Am i terribly dumb or we just take $f$ multiplicative and $f(p_1)=p_2,f(p_2)=p_3,...$ where $p_i$ is the primes sequence?

@MariusBocanu : I think you're wrong, Because if f(p∨1)=(p∨2) then (p∨1) should have (p∨2) divisors so (p∨i=2) which is contradiction. Am I wrong??

Oh, i totally misunderstood the problem. I read $m$ has the same number of divisors as $f(n)$ if and only if $f(m)$ has the same number of divisors as $n$. Sorry about that.

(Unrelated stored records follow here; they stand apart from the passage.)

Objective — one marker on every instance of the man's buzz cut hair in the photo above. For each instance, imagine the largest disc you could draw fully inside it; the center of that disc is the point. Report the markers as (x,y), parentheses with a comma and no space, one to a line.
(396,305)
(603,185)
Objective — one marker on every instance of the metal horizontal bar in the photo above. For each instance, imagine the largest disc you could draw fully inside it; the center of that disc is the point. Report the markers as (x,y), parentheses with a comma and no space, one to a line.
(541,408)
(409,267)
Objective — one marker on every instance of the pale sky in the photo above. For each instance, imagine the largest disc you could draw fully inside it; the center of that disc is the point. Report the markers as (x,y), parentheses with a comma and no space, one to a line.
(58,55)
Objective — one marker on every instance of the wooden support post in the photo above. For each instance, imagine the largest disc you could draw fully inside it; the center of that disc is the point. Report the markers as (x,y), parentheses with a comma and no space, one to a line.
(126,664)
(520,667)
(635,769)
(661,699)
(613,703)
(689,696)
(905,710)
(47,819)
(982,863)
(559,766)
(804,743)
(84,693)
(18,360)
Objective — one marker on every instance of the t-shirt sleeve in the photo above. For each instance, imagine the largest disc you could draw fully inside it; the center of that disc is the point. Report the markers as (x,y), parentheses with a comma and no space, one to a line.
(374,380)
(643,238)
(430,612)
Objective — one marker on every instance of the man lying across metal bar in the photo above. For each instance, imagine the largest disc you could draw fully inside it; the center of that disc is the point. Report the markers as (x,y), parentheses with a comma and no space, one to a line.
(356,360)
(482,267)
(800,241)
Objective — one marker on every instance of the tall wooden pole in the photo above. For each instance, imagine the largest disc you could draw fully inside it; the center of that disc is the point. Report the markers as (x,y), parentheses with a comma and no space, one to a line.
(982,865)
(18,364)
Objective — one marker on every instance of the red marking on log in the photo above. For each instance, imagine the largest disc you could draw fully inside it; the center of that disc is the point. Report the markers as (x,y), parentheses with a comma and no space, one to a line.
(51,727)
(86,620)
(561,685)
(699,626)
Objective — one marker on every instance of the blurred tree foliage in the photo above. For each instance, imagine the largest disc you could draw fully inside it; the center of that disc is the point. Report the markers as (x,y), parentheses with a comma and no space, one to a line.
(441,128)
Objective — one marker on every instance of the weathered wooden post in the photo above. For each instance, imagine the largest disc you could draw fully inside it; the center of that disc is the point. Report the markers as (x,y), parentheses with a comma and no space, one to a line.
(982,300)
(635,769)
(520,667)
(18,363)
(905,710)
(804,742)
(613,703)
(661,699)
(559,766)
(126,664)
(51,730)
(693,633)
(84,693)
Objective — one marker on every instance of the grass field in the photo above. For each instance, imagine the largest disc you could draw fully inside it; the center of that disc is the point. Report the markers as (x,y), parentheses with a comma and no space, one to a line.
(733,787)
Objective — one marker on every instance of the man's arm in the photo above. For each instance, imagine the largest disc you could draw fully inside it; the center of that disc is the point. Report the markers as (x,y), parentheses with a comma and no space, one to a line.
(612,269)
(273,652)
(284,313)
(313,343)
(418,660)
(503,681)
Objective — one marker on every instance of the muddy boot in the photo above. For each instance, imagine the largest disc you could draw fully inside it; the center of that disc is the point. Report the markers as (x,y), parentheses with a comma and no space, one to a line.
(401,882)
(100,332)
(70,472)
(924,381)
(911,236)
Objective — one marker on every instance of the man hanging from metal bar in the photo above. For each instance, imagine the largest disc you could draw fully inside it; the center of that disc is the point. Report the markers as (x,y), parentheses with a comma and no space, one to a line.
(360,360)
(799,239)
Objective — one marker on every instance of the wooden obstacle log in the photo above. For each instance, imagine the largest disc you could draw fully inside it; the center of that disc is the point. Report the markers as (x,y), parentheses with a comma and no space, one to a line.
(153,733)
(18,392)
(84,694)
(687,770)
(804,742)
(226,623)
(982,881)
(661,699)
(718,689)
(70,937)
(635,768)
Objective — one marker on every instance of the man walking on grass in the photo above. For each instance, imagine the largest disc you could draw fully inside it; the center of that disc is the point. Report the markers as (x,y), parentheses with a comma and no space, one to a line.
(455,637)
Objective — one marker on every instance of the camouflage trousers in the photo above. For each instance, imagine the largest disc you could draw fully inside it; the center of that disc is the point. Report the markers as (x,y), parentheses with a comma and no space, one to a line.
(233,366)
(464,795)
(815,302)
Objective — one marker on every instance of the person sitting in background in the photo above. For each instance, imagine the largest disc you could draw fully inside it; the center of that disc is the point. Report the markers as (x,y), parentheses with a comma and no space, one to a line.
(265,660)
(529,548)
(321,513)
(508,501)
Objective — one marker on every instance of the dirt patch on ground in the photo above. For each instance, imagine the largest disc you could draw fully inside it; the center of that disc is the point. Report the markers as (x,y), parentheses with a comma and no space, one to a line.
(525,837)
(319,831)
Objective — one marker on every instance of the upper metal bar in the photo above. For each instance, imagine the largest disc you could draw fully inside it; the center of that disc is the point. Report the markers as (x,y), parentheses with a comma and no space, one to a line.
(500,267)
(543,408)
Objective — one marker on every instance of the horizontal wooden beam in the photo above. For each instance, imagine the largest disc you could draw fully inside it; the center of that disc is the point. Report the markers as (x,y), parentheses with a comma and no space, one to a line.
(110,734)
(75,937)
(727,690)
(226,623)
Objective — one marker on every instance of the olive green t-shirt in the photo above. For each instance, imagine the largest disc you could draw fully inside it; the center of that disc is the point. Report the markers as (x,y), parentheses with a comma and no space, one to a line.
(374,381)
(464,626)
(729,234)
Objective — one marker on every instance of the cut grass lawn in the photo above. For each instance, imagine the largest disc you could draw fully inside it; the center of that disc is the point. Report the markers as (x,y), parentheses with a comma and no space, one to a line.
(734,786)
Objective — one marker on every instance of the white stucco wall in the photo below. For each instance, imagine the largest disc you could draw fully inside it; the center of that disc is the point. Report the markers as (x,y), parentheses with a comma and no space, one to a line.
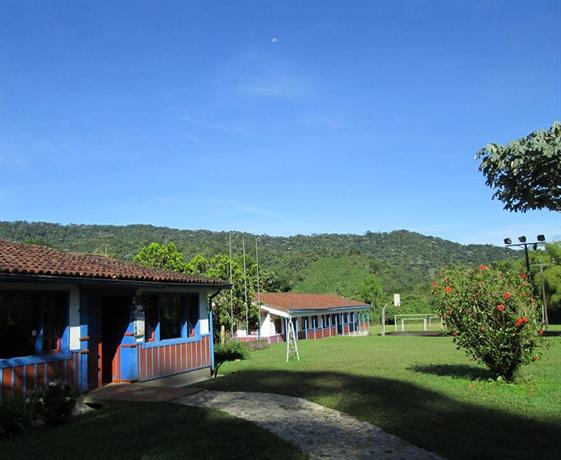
(267,325)
(73,307)
(74,317)
(203,312)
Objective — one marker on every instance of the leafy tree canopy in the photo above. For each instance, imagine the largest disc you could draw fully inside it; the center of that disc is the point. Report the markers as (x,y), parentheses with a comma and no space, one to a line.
(165,256)
(526,173)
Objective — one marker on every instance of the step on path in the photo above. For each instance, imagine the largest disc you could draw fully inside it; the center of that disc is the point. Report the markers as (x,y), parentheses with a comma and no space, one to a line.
(321,432)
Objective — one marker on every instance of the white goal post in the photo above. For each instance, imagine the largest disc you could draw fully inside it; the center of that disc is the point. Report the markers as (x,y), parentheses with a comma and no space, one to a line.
(427,318)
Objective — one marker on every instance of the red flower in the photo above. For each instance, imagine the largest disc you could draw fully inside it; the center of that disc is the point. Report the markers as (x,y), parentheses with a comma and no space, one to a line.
(521,321)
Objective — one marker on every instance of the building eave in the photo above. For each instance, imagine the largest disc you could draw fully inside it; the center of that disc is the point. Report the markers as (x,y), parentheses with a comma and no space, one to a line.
(107,282)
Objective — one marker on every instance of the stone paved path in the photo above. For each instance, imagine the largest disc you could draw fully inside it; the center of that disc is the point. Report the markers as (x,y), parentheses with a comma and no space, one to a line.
(321,432)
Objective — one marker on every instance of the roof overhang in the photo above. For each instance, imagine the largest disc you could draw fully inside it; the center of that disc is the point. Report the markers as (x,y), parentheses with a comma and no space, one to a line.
(106,282)
(312,311)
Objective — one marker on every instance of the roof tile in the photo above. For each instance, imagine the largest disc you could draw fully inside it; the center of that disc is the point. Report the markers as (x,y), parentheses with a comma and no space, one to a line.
(31,259)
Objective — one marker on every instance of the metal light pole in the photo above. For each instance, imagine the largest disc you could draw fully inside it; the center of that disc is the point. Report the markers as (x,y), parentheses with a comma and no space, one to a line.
(545,319)
(524,243)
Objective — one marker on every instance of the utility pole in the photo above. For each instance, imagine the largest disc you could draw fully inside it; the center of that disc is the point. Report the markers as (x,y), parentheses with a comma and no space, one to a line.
(545,319)
(245,288)
(231,292)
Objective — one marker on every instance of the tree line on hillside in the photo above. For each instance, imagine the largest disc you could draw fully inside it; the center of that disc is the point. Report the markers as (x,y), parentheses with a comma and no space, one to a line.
(403,261)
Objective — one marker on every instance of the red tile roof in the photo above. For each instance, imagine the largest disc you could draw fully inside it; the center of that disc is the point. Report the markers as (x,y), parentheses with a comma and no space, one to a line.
(287,301)
(31,259)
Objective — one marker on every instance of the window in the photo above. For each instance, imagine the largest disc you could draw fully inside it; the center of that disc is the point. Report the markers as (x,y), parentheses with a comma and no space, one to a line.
(31,323)
(171,320)
(171,316)
(150,317)
(192,305)
(54,321)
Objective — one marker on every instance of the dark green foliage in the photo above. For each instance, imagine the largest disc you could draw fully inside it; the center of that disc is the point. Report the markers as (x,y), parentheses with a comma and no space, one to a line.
(491,315)
(401,260)
(230,350)
(526,173)
(165,256)
(53,403)
(15,417)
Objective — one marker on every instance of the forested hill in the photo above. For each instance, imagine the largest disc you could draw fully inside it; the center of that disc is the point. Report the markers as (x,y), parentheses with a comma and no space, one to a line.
(401,259)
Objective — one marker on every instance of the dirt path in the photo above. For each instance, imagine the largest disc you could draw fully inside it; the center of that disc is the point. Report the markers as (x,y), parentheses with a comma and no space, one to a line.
(317,430)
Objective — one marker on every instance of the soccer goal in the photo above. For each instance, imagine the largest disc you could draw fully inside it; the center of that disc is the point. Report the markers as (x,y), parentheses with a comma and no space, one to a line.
(415,322)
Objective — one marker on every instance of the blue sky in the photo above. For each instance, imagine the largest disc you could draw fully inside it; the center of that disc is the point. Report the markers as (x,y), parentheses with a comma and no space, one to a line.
(279,117)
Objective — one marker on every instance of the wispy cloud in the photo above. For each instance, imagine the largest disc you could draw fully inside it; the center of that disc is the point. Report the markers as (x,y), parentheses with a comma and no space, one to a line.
(243,207)
(212,125)
(278,86)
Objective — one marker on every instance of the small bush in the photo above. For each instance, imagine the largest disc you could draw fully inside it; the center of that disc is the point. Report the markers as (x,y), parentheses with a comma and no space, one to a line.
(229,351)
(492,315)
(53,403)
(15,417)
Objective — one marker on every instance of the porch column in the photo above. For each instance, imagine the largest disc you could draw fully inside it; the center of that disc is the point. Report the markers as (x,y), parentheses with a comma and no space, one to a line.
(336,325)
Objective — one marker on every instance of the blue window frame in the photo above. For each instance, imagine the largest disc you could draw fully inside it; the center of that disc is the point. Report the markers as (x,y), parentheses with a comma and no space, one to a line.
(171,316)
(33,323)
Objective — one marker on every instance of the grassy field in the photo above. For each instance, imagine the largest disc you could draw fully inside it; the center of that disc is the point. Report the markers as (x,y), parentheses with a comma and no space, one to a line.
(151,431)
(420,388)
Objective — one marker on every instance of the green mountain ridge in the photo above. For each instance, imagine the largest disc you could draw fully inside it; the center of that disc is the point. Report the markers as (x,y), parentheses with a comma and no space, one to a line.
(401,259)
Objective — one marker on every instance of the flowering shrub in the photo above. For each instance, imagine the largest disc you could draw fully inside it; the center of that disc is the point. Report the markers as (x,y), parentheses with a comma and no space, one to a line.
(492,315)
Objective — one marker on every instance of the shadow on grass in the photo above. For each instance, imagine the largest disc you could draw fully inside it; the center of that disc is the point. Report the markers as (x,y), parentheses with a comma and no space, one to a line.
(434,421)
(454,370)
(151,431)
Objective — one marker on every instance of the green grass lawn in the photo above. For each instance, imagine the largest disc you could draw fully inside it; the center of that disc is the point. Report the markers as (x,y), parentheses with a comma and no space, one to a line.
(420,388)
(151,431)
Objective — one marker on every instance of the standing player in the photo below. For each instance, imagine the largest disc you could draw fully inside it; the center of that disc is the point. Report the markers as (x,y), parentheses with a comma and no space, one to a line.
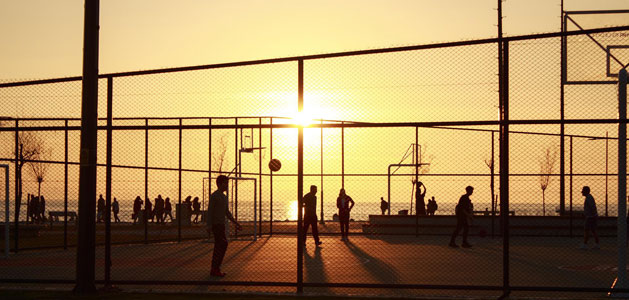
(345,203)
(217,211)
(310,215)
(464,213)
(591,216)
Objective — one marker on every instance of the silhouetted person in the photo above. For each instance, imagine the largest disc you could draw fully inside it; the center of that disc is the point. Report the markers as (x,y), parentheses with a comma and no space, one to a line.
(464,213)
(420,204)
(343,204)
(217,211)
(100,209)
(196,208)
(591,216)
(159,209)
(310,214)
(168,209)
(137,207)
(384,206)
(432,206)
(35,209)
(42,208)
(115,208)
(148,210)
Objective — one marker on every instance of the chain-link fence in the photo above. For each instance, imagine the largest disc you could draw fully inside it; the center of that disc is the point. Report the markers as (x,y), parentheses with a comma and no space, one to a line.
(403,132)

I Think the answer is Yes. Let $d(m)$ be the number of divisors of $m$. Let $T(n)$ be the set of numbers $x$ such that $d(x)=n$. We have that $d(m)=f(n) \Leftrightarrow d(f(m))=n$. So, first let $f(1)=1$, $f(2)=2$. Let $n\ge 2$ be an integer. Clearly if we apply function $d$ to $n$ many times, we will reach $2$. Let $h(n)$ be the number of iterations needed to reach $2$. Let $h(2)=0$. For all $k \ge 0$, for all $i_1,...,i_k$ positive integers, I will define the set $X_{ki_1...i_k}$ recursivlely as follows. $X_{ki_1...i_k}$ will be the set of numbers that are the $i_k$-th smallest element of $T(x)$, where $x$ runs across $X_{(k-1)i_1...i_{k-1}}$. It is easy to see that $n\ge 3$ belongs to exactly one of these sets. Let $k=h(n)-1$. Define $i_k$ so that $n$ is the $i_k$-th smallest element of $T(d(n))$. Let $i_{k-1}$ be so that $d(n)$ is the $i_{k-1}$ smallest element of $T(d(d(n))$. And so on, until we reach a number that belongs to $X_0$ (a prime number). By definition, $k$ was defined correctly. It is also clear that each $X$-set is infinite. Now, for each $n \ge 3$ we will have that $f(n)$ will belong to the same $X$-set that $n$ does. Define $f$ in $X_0$ randomly, as long as its a bijection. In other words, order the odd prime numbers like this: $,...,p_{-1},p_0,p_1,...$ and let $f(p_i)=p_{i+1}$. Now, for set $X_{ki_1...i_k}$, let $n$ be any element of that set. We define $n$ as follows. Consider $f$ in $X_{(k-1)i_1...i_{k-1}}$. If $f(m)=d(n)$ then we will have exactly one number $m'$ in $X_{ki_1...i_k}$ such that $d(m')=m$. So we will define $f(n)=m'$. So we have defined $f$ such that it's a bijection, it's well defined and clearly $f(3)\neq 3$. Also, if $d(m)=f(n)$ then by definition, $f(m)=n'$ where $n'$ is such that $d(n')=n$. Also, if $d(f(m))=n$ then by definition $d(m)=f(n)$, by the recursive definition of the $X$-sets. So such a function does exist.